Wirtschaft : Ein Tag in der Sonne für Italien

Aus dem "Wall Street Journal"[übersetzt]

Ein von den Gewerkschaften einberufener Generalstreik bescherte Italien vergangene Woche einen freien Tag. Anlass war die von Ministerpräsident Silvio Berlusconi angestrebte Lockerung des Kündigungsschutzes. Die Gewerkschaften sehen in seinen Plänen den Versuch, ihren Einfluss zu beschneiden und die Arbeitnehmer den ungezügelten Marktkräften auszusetzen (wovon Italien eine Dosis gebrauchen könnte). Dabei hat die Regierung lediglich vorgeschlagen, Ausnahmen im Arbeitsrecht zu schaffen. Wenn eine Firma mit mehr als 15 Beschäftigten jemanden entlässt, kann die oder der Betroffene vor Gericht erwirken, dass die Entlassung rückgängig gemacht wird und eine Entschädigungssumme geazahlt wird.

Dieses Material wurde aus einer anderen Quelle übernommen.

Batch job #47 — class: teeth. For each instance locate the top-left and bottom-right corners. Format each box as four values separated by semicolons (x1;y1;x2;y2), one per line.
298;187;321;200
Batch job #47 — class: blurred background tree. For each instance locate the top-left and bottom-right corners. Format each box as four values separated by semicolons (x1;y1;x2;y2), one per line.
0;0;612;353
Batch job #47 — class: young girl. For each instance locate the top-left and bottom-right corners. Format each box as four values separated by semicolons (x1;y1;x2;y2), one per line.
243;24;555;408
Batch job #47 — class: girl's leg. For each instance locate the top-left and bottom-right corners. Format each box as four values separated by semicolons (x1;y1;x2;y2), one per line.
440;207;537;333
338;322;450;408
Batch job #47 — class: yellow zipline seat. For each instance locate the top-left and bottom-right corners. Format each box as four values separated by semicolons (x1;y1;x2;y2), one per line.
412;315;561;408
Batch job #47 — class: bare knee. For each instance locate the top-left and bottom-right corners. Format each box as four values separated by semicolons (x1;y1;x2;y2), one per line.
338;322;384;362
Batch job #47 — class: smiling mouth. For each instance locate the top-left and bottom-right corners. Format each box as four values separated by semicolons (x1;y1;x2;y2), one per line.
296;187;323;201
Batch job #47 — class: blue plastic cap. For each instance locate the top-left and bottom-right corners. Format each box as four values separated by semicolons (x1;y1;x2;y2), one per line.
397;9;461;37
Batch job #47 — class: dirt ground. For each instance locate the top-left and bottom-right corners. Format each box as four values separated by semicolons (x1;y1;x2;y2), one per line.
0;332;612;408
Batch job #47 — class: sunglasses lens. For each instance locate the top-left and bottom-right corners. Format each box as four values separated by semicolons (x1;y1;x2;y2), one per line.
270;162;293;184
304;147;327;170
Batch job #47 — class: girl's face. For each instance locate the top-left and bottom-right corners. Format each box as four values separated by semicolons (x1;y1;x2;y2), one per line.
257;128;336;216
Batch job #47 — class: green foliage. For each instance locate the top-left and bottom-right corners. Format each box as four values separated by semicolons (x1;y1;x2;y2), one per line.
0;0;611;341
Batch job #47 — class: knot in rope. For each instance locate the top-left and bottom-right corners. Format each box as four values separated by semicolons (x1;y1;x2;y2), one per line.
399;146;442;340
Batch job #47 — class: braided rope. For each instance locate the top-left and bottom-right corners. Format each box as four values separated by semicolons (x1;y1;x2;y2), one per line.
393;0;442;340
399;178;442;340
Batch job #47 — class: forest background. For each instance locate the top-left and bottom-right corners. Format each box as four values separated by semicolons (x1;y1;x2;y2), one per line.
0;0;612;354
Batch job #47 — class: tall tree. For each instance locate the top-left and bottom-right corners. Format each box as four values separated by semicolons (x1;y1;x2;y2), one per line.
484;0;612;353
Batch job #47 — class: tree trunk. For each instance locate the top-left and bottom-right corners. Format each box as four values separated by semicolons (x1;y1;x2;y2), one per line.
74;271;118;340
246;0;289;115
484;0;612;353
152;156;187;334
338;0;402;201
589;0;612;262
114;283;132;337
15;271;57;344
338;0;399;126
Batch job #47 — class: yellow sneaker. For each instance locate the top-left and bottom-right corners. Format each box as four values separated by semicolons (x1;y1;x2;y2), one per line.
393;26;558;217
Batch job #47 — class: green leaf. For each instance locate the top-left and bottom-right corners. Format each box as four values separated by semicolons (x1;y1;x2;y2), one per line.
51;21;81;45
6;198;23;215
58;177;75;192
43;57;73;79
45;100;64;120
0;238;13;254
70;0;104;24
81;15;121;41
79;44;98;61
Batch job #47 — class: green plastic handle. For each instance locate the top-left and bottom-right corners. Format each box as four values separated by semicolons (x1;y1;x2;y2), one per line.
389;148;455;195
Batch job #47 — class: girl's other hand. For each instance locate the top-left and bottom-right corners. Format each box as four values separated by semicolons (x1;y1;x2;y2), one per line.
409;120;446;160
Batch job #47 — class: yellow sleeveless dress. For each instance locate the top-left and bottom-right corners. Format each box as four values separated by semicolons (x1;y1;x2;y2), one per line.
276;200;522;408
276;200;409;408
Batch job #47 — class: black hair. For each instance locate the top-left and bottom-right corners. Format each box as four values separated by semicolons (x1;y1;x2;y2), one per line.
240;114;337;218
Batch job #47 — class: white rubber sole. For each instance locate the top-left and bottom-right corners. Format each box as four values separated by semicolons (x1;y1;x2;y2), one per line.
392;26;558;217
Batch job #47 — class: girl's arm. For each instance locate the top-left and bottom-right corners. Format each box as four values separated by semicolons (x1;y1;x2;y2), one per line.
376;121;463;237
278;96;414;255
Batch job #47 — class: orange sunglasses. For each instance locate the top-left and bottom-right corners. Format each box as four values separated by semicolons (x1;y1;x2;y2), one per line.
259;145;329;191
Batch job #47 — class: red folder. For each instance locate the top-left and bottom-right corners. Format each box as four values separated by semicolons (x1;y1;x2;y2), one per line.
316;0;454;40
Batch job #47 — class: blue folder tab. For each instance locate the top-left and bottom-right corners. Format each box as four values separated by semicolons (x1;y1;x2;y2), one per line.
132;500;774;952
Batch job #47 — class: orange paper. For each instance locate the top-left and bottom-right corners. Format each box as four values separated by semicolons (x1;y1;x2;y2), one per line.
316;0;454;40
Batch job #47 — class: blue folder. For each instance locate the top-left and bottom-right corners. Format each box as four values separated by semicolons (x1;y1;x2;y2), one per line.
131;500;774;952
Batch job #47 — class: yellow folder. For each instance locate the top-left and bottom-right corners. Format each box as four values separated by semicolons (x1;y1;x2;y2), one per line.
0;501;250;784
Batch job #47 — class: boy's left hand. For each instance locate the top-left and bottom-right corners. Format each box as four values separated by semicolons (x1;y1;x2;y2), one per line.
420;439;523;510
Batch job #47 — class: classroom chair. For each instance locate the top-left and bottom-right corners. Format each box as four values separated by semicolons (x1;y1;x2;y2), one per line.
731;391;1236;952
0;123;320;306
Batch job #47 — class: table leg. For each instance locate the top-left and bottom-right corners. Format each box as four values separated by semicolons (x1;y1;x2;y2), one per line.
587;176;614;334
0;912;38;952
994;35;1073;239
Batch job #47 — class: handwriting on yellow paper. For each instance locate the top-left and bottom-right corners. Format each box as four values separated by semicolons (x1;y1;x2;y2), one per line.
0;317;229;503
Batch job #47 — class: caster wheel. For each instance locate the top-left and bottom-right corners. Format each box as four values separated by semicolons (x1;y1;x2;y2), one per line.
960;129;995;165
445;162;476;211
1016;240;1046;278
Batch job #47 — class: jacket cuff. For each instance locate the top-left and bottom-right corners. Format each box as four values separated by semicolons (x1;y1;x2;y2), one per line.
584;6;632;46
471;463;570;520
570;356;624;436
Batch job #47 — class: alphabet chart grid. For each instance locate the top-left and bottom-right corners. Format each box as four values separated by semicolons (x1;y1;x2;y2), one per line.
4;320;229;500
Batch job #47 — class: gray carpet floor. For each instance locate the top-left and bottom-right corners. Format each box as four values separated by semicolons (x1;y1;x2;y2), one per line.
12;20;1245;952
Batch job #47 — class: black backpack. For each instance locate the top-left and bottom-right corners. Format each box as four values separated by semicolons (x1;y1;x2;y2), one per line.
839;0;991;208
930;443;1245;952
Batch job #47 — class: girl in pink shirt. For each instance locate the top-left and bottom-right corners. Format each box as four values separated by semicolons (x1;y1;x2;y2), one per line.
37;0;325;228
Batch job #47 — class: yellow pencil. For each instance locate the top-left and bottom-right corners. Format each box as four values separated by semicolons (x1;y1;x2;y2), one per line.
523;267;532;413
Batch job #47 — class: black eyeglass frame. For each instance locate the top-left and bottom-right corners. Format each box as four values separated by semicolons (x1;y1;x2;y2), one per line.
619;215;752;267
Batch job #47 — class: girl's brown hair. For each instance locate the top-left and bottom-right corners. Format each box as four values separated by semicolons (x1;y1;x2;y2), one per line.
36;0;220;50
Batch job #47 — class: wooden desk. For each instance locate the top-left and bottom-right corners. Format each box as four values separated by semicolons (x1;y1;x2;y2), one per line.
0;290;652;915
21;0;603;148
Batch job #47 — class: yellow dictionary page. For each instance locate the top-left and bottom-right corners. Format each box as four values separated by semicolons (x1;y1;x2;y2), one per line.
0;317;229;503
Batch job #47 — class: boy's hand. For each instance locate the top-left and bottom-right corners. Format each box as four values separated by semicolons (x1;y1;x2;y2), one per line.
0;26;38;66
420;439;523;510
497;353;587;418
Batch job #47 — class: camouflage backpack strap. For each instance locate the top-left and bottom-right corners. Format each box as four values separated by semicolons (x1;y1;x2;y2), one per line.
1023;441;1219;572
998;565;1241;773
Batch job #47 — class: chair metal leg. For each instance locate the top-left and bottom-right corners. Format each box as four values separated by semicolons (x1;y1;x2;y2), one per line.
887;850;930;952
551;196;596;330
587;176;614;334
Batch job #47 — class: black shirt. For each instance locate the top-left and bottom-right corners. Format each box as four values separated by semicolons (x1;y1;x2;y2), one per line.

Berlusconi würde es gerne sehen, wenn kleine Firmen neue Mitarbeiter einstellen dürften, ohne bei späteren Entlassungen mit drakonischen Strafen belegt zu werden.

Berlusconi möchte außerdem für jene Firmen eine Ausnahme schaffen, die aus dem Schwarzmarkt heraustreten, regulär Löhne und Gehälter und damit Steuern zahlen. Schätzungen zufolge werden etwa 27 Prozent der italienischen Wirtschaft auf dem Schwarzmarkt abgewickelt. Jede ernsthafte Reform wird Anreize für solche Firmen schaffen müssen, legal zu wirtschaften - was der Berlusconi-Vorschlag vorsieht.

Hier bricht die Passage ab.